The economic downturn has triggered a big rise in the number of personal bankruptcies last financial year, but despite the hard times business owners may have bucked the trend.

Close to 26,000 people filed for bankruptcy in 2007-08, 2.9% up on the previous year, according to new data released by the Insolvency and Trustee Service Australia.

The June 2008 quarter alone accounted for 7058 bankruptcies, well over a quarter of the total for the year and 7.4% up on the same period in 2007.

Tasmania saw the biggest increase in bankruptcies, up a whopping 15.9% for the year, while NSW also faired poorly with a 7.47% increase.

NSW accounted for 9938 of the nation’s bankruptcies, close to half the national total.

South Australia faired best among the states with a 3.16% drop in bankruptcies, while Queensland also experienced a small (0.71%) fall.

But despite the overall increase in bankruptcy numbers, the proportion that resulted from involvement or an interest in a business actually declined in 2007-08.

Last financial year 17.4% of bankruptcies were business related, down from 19.6% in 2006-07. The overall number of business related bankruptcies also dropped from 4935 to 4519.

The consumer addiction to credit card debt could be one explanation for the shift, with the bankruptcies caused by excessive credit use lifting from 11% in 2000 to 27% in 2006-07.

The rise of the global credit squeeze could mean those numbers moved even higher in 2007-08 according to Jim Downey, principal with insolvency practice JP Downey & Co.
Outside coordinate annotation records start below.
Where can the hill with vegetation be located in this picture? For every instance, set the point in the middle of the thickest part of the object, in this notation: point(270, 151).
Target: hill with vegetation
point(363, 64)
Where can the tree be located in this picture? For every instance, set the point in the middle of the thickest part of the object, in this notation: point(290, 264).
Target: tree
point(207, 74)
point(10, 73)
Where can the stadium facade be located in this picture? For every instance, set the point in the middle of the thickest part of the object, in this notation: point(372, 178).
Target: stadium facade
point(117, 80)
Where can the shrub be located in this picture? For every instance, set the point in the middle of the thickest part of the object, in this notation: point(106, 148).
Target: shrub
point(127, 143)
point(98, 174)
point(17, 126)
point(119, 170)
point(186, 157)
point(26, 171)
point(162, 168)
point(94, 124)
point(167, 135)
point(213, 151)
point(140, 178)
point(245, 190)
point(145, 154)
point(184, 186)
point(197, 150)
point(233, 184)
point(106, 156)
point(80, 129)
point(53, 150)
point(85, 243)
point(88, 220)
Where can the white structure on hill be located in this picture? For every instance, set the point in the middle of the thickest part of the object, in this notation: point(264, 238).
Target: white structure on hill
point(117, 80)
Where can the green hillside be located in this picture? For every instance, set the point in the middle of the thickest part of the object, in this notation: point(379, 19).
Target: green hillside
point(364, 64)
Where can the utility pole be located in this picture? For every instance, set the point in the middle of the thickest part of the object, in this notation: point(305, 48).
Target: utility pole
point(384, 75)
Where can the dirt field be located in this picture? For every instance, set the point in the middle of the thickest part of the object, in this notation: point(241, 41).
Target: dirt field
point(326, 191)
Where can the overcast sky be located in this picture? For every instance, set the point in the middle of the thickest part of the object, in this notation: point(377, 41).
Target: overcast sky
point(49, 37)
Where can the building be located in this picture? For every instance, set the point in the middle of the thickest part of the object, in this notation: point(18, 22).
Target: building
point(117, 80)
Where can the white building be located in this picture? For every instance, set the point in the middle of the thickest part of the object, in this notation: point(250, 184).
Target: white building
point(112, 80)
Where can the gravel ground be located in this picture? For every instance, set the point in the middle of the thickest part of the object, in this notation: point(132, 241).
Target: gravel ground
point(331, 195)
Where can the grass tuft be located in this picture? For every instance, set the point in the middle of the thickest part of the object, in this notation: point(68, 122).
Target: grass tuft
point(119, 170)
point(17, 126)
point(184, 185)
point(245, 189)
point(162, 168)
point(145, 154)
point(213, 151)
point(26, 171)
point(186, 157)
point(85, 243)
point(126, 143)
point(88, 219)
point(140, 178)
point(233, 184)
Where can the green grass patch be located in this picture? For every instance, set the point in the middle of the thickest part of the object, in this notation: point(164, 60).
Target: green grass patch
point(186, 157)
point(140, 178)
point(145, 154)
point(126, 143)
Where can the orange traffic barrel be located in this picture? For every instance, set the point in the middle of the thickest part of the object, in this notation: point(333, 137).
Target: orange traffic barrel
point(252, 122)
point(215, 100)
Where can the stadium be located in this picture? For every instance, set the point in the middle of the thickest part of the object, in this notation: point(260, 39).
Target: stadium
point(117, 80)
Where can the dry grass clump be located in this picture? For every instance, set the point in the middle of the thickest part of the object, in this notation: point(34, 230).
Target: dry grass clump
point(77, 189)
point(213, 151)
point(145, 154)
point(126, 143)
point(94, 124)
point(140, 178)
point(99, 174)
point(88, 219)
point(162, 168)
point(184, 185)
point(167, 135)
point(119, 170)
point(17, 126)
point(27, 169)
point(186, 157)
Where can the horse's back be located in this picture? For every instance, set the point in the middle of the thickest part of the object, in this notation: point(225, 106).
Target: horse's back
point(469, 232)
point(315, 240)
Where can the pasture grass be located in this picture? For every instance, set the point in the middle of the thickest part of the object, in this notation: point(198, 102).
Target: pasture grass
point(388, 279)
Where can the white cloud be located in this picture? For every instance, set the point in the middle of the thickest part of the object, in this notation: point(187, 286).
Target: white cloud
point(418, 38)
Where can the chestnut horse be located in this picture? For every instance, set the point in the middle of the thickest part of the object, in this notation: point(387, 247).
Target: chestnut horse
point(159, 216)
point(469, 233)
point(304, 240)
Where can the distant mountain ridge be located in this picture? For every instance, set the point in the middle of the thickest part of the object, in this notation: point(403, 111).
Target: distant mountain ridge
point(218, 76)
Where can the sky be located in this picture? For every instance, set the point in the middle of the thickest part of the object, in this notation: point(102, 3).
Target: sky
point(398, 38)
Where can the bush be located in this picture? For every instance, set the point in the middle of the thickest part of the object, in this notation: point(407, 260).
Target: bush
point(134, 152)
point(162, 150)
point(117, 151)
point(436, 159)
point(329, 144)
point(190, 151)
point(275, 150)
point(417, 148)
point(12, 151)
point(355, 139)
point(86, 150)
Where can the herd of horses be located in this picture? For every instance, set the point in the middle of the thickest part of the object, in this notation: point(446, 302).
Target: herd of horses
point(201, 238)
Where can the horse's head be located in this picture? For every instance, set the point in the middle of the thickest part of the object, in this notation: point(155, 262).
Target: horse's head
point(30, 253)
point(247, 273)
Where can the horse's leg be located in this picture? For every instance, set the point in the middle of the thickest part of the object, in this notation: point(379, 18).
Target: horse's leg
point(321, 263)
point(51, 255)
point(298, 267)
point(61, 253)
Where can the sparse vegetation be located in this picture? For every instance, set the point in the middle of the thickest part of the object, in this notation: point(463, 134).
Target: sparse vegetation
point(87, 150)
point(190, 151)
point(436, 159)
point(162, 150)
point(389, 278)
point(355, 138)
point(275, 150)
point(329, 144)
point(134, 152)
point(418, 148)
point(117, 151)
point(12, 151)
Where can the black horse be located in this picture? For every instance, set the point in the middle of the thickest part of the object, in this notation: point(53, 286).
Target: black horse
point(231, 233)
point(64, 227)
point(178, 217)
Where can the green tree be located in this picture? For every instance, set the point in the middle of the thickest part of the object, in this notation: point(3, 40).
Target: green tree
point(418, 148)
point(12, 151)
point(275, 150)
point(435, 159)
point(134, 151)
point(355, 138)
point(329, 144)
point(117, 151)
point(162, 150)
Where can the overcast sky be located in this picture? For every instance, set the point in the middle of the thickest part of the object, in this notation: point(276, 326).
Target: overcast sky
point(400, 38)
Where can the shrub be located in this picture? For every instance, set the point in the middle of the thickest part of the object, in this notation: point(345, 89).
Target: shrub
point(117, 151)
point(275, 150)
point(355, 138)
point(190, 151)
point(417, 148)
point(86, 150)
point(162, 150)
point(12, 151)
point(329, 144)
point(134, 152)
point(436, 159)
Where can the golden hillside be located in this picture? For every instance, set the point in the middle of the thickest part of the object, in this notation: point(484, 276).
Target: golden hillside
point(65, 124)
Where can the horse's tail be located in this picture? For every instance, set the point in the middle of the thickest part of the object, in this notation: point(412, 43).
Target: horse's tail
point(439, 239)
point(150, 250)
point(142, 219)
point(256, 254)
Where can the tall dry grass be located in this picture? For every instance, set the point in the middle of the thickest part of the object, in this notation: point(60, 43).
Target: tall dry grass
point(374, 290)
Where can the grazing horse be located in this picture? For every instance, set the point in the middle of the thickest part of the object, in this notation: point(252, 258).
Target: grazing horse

“I think there are a lot of people who live their lives with credit cards maxed out permanently, and they are probably finding it harder to consolidate those debts into bank loans because of the credit squeeze,” Downey says. “That means being stuck with compound rates at 20% instead of 8%, so unless you are very skilled at paying the minimum on by rotating the whole thing through, it is very hard to keep all the balls in the air.”

The data also reveals a jump in the use of personal insolvency agreements, a kind of voluntary administration under which creditors agree to accept only a portion of the money they are owed.

There was a 42.4% increase in personal insolvency agreements in 2007-08 to 309, with a third of those coming in the June quarter alone.

Personal insolvency agreements are particularly attractive to professionals such as barristers, solicitors and accountants because they can potentially shorten the period of bankruptcy and any associated disqualification from practicing, Downey says.